The basic traversal goes like this: given some initial match id, choose a random player in that match. Then choose a random match in their recent match history. And so on. This gave me a decently "random" sample of demos from a variety of regions and skill levels.

Step 2: Download the demos

I'm sure their are other ways to do this. However, I was able to download all 1000 demos in my dataset through these 3 URLS in cdns.txt:

https://storage.googleapis.com/demos-us-central1.faceit-cdn.net
https://storage.googleapis.com/demos-europe-west1.faceit-cdn.net
https://storage.googleapis.com/demos-europe-west2.faceit-cdn.net
https://storage.googleapis.com/demos-asia-southeast1.faceit-cdn.net

The download.sh script already handles the demo request automatically given cdns.txt is there.

Step 3: Parse the words

All I had to do was write a small method in Go in main.go using the API provided from https://github.com/markus-wa/demoinfocs-golang. It dumps all the chat text to stdout. Then I just cat them together for the word cloud generator.

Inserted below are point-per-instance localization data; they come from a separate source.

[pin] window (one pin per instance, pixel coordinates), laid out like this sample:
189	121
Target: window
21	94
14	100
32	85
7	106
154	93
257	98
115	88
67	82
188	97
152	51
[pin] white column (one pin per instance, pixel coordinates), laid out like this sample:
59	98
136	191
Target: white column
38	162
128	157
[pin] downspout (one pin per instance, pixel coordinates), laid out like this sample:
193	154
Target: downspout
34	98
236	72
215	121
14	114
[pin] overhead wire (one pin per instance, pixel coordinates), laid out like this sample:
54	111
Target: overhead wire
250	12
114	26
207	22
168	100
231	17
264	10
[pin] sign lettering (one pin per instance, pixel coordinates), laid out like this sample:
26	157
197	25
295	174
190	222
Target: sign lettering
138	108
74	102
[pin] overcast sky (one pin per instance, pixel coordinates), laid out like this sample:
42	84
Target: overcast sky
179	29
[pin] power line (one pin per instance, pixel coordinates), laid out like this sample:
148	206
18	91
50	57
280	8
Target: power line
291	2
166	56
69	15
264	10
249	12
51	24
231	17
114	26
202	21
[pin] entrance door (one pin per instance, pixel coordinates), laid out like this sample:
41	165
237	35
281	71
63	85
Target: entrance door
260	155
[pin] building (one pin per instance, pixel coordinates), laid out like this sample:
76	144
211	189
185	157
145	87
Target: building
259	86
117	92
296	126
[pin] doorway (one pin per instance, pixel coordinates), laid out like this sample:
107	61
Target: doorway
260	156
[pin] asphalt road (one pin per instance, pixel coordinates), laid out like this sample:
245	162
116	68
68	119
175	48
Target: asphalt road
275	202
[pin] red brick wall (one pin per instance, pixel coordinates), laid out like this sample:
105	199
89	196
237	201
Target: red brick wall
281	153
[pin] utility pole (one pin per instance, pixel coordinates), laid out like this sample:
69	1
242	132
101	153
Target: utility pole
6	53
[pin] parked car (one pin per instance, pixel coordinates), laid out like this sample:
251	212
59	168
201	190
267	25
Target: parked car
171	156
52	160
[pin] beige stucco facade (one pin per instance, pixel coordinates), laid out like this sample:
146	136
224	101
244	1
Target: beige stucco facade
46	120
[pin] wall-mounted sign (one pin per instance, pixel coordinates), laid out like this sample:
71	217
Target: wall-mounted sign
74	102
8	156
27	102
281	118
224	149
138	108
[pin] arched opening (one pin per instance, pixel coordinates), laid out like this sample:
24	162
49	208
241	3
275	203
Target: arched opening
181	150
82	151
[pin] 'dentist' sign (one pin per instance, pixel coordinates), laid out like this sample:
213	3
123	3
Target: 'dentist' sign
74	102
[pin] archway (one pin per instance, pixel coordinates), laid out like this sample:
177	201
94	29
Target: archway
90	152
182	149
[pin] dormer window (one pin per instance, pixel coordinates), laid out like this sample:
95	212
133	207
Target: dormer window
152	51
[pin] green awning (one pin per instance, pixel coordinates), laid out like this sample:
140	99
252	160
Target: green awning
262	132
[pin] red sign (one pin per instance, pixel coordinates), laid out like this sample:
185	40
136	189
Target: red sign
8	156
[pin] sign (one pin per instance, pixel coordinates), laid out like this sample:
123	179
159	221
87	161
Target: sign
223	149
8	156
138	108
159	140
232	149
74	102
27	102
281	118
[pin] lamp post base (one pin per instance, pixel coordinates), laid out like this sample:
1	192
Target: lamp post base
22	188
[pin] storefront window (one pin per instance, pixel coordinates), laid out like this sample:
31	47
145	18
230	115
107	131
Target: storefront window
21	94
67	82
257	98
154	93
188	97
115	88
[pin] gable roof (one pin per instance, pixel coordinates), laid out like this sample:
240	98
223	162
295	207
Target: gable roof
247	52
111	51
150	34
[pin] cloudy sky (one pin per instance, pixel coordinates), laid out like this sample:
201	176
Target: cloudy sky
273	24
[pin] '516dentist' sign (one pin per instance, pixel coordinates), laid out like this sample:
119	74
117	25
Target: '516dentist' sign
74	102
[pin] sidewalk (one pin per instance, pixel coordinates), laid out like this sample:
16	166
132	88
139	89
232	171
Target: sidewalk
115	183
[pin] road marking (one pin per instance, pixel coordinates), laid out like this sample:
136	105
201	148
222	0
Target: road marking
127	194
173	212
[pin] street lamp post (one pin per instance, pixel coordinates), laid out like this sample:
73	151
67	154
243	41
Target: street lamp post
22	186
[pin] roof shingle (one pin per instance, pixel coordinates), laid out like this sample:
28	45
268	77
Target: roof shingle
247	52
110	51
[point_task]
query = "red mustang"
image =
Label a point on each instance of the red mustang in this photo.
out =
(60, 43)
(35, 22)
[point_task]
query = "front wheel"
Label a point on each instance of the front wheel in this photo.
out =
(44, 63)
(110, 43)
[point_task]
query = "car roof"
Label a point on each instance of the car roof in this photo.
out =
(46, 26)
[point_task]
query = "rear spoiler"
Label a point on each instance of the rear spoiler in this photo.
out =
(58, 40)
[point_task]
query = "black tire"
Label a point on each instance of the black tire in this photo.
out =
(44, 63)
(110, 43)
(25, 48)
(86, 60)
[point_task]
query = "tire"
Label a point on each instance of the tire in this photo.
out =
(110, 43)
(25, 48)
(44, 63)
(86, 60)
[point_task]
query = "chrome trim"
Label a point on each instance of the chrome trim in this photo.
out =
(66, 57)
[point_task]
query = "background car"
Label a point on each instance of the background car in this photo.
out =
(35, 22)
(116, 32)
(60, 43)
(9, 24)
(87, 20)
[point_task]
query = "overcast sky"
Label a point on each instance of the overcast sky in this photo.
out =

Step 4: Generate the word cloud

I mainly followed this example here https://github.com/amueller/word_cloud/blob/main/examples/masked.py. I made my own stencil with GIMP and played around with the parameters. You can see the parameters I chose in csgoman.py.

Using this work to make new large CSGO datasets

The scripts in this repo may be of interest for those doing data science / statistics on CSGO games on the general population of players. Just use scrapeGames.py and download.sh scripts, and you should be able to get pretty large datasets in no time. I was able to get 1000 demos using 150GB and only a handful of hours.